Real‑time decoding remains one of the most demanding hurdles for fault‑tolerant quantum computers. Traditional decoders must react within microseconds, yet the underlying hardware parameters—coherence times, gate errors, readout fidelities—drift over hours or days. The new FiLM (feature‑wise linear modulation) framework tackles this mismatch by feeding a latent vector of calibration features into a lightweight convolutional network, allowing the decoder to adapt instantly to the current device state while keeping inference latency negligible.

The authors validated the approach on IBM’s Fez, Kingston, and Pittsburgh superconducting chips using a one‑dimensional repetition code up to distance eleven. Over 2.7 million shots revealed an 11.1× logical error‑rate reduction at d=5 versus a modified minimum‑weight perfect matching decoder, and a 7.41× advantage over a comparable neural decoder lacking FiLM conditioning. Crucially, the crossover point around (d, r)≈(7, 5) marked a regime where the FiLM model consistently outperformed baselines, and its performance remained stable when applied to new qubit layouts and calibration snapshots taken a week later.

Beyond the immediate performance gains, the single‑model strategy promises substantial operational savings for quantum hardware providers.
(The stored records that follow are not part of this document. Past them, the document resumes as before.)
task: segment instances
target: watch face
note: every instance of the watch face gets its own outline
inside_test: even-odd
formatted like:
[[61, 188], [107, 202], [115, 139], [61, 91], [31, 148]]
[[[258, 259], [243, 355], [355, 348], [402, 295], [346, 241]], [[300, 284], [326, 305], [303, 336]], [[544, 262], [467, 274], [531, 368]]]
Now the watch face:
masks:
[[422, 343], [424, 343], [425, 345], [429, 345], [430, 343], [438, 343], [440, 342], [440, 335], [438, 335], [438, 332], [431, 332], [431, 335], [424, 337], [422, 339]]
By eliminating the need for per‑device retraining, quantum control stacks can deploy a universal decoder that automatically tracks calibration drift, accelerating the path to large‑scale, fault‑tolerant architectures. As quantum processors scale beyond a few dozen qubits, such adaptive, low‑latency decoding will be essential for maintaining coherence and delivering reliable computation, positioning FiLM‑conditioned decoders as a cornerstone technology in the emerging quantum ecosystem.